For anyone else facing a similar multitenant challenge where you need to dynamically select credentials for an HTTP request and programmatic access in the Code node isn’t an option, here is the final, robust architecture that worked for us.

The Solution: “Switch” Node Architecture

The core challenge was that the Code node in our self-hosted environment could not access the $credentials object, making dynamic loading impossible. The solution was to use a Switch node to route traffic to a dedicated HTTP Request node for each client.

1. Credential Setup (One per Client): We created one Header Auth credential for each client.
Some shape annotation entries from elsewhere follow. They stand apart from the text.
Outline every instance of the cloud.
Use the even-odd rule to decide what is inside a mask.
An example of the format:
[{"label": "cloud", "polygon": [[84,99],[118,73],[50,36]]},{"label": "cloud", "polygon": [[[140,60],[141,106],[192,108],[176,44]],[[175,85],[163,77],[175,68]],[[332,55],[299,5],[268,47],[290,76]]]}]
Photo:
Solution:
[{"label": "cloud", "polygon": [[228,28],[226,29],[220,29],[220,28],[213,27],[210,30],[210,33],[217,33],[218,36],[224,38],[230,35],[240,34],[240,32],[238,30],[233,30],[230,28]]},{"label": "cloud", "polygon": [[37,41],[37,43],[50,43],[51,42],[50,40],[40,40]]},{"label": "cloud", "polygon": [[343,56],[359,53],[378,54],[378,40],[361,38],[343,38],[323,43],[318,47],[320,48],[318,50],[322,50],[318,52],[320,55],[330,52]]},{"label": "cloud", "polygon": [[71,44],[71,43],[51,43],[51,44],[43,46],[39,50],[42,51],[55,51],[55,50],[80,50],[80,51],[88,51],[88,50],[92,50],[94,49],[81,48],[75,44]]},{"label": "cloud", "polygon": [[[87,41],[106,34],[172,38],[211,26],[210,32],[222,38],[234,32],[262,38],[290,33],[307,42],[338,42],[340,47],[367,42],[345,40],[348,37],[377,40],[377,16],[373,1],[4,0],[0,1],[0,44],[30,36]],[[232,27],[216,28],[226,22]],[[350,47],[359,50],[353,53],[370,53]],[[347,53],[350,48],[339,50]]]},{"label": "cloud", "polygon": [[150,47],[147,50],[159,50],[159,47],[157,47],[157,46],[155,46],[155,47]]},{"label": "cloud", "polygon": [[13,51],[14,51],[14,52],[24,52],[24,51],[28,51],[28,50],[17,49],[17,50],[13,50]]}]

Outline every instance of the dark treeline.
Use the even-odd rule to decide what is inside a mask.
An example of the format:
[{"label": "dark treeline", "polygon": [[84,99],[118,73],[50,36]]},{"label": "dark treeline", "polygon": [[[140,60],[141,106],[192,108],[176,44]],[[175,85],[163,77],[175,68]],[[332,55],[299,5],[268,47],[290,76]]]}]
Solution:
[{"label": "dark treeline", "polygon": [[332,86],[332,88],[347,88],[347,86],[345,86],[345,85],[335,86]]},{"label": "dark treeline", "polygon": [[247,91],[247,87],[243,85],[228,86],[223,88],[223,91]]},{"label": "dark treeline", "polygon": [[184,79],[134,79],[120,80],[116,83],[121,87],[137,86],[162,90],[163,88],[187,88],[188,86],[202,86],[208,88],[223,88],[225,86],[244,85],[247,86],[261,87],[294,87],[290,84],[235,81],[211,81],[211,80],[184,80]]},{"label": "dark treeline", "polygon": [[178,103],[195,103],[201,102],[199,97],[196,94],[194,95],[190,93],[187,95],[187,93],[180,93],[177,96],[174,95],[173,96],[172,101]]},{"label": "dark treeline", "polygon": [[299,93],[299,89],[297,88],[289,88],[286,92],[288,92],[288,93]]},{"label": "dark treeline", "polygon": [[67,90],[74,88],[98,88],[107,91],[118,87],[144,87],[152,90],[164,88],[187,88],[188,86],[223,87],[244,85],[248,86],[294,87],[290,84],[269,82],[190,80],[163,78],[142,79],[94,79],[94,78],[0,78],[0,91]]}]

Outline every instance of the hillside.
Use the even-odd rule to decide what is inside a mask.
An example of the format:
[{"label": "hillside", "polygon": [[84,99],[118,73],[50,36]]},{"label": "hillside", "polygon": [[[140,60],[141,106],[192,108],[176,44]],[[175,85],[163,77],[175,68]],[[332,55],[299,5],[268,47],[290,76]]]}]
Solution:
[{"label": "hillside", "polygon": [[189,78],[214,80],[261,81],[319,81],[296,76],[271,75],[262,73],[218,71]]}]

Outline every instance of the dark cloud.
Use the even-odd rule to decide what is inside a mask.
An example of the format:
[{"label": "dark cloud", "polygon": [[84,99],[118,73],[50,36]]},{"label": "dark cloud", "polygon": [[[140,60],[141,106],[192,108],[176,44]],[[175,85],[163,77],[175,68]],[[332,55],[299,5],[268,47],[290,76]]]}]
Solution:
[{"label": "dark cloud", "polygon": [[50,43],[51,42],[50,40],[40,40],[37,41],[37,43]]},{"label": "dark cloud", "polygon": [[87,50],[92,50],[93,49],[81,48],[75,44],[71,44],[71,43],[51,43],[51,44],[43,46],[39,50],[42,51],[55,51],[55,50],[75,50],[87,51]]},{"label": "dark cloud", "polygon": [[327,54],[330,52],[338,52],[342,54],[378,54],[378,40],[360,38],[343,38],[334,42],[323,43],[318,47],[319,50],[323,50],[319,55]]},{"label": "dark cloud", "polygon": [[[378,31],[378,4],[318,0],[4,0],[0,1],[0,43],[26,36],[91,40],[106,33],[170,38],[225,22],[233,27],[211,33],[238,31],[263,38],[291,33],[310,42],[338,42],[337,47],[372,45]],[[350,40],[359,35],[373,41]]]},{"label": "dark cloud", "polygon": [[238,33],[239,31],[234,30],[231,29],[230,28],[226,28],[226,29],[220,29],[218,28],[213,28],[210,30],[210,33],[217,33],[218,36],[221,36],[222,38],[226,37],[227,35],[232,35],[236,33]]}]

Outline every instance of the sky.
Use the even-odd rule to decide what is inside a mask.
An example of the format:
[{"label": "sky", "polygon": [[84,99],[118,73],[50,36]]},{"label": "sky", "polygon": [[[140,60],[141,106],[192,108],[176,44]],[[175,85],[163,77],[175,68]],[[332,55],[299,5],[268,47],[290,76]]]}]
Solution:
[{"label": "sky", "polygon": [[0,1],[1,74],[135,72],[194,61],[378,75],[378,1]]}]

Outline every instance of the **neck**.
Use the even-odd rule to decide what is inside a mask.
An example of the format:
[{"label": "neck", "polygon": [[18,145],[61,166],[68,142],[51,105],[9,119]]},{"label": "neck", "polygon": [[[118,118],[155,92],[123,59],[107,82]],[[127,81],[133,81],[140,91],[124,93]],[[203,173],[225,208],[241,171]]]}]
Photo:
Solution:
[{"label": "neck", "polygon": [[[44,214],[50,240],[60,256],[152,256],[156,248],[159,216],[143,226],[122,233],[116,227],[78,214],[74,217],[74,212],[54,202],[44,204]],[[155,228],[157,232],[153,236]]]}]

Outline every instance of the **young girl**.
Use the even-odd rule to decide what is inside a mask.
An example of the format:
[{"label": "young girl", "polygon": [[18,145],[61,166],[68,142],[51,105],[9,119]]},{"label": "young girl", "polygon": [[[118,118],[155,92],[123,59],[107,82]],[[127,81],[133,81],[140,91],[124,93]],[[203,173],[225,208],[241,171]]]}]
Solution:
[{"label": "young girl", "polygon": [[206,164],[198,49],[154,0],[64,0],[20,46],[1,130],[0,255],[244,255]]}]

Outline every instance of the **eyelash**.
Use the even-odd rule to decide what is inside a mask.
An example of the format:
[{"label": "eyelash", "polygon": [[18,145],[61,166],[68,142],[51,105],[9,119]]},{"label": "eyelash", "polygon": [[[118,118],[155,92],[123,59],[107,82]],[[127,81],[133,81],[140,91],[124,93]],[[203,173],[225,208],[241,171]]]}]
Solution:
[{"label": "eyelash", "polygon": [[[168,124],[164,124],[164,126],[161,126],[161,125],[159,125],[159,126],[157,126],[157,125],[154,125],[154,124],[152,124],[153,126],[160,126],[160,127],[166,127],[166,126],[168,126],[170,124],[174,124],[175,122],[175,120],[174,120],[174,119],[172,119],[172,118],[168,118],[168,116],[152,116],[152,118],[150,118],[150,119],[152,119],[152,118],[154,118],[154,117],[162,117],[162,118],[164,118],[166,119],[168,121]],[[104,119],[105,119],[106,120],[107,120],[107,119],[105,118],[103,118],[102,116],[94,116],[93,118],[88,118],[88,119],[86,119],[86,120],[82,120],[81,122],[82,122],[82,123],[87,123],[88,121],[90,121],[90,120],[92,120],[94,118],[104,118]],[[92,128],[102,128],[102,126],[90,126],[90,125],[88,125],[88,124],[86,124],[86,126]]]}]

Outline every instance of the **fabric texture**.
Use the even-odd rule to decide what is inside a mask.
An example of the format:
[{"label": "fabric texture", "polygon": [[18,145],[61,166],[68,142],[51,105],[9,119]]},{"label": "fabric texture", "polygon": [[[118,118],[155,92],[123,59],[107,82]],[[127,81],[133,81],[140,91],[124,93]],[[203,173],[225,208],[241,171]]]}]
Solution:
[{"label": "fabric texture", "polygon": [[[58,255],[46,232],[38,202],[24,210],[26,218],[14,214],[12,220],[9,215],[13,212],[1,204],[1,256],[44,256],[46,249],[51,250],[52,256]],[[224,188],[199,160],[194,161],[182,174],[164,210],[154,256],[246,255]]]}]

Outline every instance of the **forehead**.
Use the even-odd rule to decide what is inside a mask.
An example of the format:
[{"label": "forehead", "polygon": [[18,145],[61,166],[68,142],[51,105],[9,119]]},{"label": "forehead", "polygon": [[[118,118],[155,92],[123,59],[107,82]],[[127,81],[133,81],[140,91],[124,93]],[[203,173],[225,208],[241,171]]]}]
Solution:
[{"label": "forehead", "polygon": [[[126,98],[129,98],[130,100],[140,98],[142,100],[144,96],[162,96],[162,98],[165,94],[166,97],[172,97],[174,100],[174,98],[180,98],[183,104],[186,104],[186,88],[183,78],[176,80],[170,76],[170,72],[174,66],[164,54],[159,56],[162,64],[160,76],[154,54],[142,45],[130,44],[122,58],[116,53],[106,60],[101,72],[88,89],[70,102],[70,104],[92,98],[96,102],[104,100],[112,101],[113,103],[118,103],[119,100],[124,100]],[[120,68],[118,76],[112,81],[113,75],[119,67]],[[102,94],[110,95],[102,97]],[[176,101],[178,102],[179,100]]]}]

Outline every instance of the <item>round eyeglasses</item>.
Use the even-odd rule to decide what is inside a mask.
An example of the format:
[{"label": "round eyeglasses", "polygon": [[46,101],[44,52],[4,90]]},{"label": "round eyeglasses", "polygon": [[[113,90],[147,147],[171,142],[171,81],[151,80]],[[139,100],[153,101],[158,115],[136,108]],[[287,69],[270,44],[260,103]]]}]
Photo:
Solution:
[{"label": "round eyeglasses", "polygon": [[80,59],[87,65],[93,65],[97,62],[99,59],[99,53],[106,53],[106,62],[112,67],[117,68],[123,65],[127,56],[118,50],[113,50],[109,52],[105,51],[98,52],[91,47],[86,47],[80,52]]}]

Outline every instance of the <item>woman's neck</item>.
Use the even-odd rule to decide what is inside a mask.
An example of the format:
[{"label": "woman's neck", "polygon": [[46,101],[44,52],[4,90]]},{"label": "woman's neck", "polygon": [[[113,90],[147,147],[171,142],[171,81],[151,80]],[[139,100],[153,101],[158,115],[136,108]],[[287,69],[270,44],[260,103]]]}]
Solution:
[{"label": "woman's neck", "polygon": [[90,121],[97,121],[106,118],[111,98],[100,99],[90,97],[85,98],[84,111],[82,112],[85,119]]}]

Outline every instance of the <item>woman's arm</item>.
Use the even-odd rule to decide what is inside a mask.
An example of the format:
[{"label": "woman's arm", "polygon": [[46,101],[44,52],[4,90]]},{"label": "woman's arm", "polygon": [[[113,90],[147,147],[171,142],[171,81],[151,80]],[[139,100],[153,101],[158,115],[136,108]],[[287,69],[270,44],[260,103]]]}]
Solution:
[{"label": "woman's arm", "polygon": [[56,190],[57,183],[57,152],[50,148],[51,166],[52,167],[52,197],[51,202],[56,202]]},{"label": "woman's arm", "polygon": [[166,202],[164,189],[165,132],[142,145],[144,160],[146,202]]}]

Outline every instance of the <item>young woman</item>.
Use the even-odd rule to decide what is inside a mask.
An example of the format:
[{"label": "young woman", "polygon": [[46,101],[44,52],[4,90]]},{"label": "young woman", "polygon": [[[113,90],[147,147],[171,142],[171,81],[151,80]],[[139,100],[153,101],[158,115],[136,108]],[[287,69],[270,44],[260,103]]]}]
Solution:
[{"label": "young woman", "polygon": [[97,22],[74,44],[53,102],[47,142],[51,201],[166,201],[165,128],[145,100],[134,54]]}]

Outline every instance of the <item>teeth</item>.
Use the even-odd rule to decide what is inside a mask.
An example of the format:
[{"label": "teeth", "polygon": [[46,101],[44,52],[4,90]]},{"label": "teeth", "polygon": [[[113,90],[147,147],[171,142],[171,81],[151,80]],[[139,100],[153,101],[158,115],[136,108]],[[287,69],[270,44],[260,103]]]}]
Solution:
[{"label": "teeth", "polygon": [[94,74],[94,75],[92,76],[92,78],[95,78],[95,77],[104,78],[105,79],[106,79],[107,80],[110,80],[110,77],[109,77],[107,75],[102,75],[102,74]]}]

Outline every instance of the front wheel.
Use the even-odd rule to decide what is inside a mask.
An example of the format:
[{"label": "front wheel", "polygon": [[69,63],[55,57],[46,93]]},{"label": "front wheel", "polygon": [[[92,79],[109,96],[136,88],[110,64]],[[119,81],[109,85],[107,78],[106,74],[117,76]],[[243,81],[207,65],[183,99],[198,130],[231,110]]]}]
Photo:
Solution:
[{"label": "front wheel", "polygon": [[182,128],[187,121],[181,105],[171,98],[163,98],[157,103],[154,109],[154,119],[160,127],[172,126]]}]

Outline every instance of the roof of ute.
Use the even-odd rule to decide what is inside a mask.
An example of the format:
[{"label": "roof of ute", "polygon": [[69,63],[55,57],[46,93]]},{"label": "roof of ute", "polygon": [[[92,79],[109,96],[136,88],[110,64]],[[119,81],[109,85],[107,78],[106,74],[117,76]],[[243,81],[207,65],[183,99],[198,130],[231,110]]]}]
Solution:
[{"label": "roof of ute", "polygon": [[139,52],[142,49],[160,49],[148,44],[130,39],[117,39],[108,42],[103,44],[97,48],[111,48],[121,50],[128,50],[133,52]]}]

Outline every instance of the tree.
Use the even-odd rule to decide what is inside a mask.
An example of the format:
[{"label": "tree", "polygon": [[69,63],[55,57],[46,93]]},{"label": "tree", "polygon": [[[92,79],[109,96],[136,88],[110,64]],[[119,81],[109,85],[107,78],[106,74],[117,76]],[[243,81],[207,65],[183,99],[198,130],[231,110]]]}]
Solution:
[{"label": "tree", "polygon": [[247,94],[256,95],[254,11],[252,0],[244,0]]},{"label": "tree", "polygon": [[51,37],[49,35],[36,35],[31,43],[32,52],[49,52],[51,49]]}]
This keeps all secret API keys securely in the n8n vault.

Credential Name: API Key - Client ABC
Header Name: API-KEY
Header Value: SECRET_KEY_FOR_CLIENT_ABC

2. Centralized Configuration (Code Node): An upstream Code node handles all the non-secret logic. It prepares the query parameters and contains a simple JavaScript map of clientId to that client’s specific API URL.

JavaScript

// Example map inside an upstream Code node
const clientConfigMap = {
  'client_abc': { url: 'https://api.client-abc.com/v1/' },
  'client_xyz': { url: 'https://api.client-xyz.com/v1/' }
};
// This node's output includes the specific URL for the current client,
// the final request body, and the clientId.

3. Routing (Switch Node): A Switch node routes the workflow based on the clientId received from the upstream Code node.

4. Dedicated Execution (HTTP Request Node per Client): We placed a separate HTTP Request node on each branch of the Switch. The configuration for each is simple and reliable:

Authentication: Set to Header Auth in the dropdown.
Credential: Manually select the specific Header Auth credential for that client (e.g., API Key - Client ABC) from the credential dropdown. This is the key step.
URL: Use an expression to pull the dynamic URL from the upstream Code node (e.g., {{ $json.apiUrl }}endpoint).
Body: Use an expression to pull the prepared request body.

This Switch pattern completely bypasses the Code node’s limitations for accessing credentials and provides a secure, reliable, and visually clear way to manage a multitenant workflow.

Thanks again for guiding us to this solution!

jabbson · September 5, 2025, 5:35pm

Thank you for getting back and sharing your final thoughts with the community.

If my answer was useful, and steered you in the right direction, kindly mark it as a solution, thank you.

Cheers!

system · September 12, 2025, 5:36pm

This topic was automatically closed 7 days after the last reply. New replies are no longer allowed.